The extrinsic pathway is the physiologically dominant trigger. When a vessel is cut, subendothelial cells that are normally hidden from blood expose tissue factor (TF) — a membrane protein that rapidly binds circulating factor VII. The TF-VIIa complex activates both factor X (entering the common pathway) and factor IX (cross-activating the intrinsic pathway's amplification arm). This TF initiation model replaced the older classroom diagram that treated both pathways as equals. The intrinsic pathway begins with factor XII activation by contact with foreign surfaces — relevant in a test tube, but patients with factor XII deficiency do not bleed abnormally because this contact activation is not the in vivo trigger. The intrinsic pathway matters clinically because factors VIII and IX (absent in hemophilia A and B) are the amplification machinery that sustains coagulation after TF initiation begins it.
The common pathway starts where both pathways converge: activated factor X pairs with factor Va as a prothrombinase complex on phospholipid surfaces (primarily activated platelet membranes) to convert prothrombin (factor II) into thrombin (factor IIa). Thrombin is the central enzyme of the whole cascade — it cleaves fibrinogen into fibrin monomers that spontaneously polymerize, and it activates factor XIII, which crosslinks fibrin polymers into a covalently bonded, mechanically strong clot. Thrombin also powerfully amplifies its own production by activating factors V and VIII upstream.
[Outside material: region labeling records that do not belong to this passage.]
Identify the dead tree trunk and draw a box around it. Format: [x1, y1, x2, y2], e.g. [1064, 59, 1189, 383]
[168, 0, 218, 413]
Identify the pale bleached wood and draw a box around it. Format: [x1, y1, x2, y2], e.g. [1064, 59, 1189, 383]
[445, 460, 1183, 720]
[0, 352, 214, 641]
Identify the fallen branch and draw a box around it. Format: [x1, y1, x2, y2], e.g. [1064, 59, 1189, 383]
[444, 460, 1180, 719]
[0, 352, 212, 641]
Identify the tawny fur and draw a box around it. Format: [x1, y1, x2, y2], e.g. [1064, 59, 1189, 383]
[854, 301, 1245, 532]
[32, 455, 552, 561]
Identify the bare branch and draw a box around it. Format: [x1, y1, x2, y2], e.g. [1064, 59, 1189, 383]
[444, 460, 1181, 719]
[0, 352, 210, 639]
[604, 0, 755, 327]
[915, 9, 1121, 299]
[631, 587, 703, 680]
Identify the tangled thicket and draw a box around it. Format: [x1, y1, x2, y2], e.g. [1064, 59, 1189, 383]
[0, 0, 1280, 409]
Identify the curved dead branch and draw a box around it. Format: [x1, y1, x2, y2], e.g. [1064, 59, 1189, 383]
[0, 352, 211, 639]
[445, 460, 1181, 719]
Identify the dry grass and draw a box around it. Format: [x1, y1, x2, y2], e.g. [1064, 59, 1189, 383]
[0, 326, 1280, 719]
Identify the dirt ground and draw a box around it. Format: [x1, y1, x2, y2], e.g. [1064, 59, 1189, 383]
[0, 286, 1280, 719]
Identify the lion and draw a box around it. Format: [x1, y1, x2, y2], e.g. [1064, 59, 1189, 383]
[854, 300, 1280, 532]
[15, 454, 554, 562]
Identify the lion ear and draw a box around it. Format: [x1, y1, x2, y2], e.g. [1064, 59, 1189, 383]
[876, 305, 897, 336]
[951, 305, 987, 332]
Vitamin K connects directly to this cascade in a clinically important way. Factors II, VII, IX, and X — all of which appear at critical nodes — require vitamin K-dependent γ-carboxylation to bind calcium and anchor to phospholipid surfaces. Without this modification, the prothrombinase and tenase complexes cannot assemble properly. Warfarin works by blocking vitamin K recycling, thus anticoagulating by starving these factors of their calcium-binding modification. Laboratory tests map directly onto the pathways: PT/INR tests the extrinsic and common pathways (VII, X, V, II, I) and is prolonged by warfarin; aPTT tests the intrinsic and common pathways (XII, XI, IX, VIII, X, V, II) and is prolonged in hemophilia. Knowing which pathway each factor belongs to lets you interpret these tests mechanistically rather than memorizing normal values in isolation.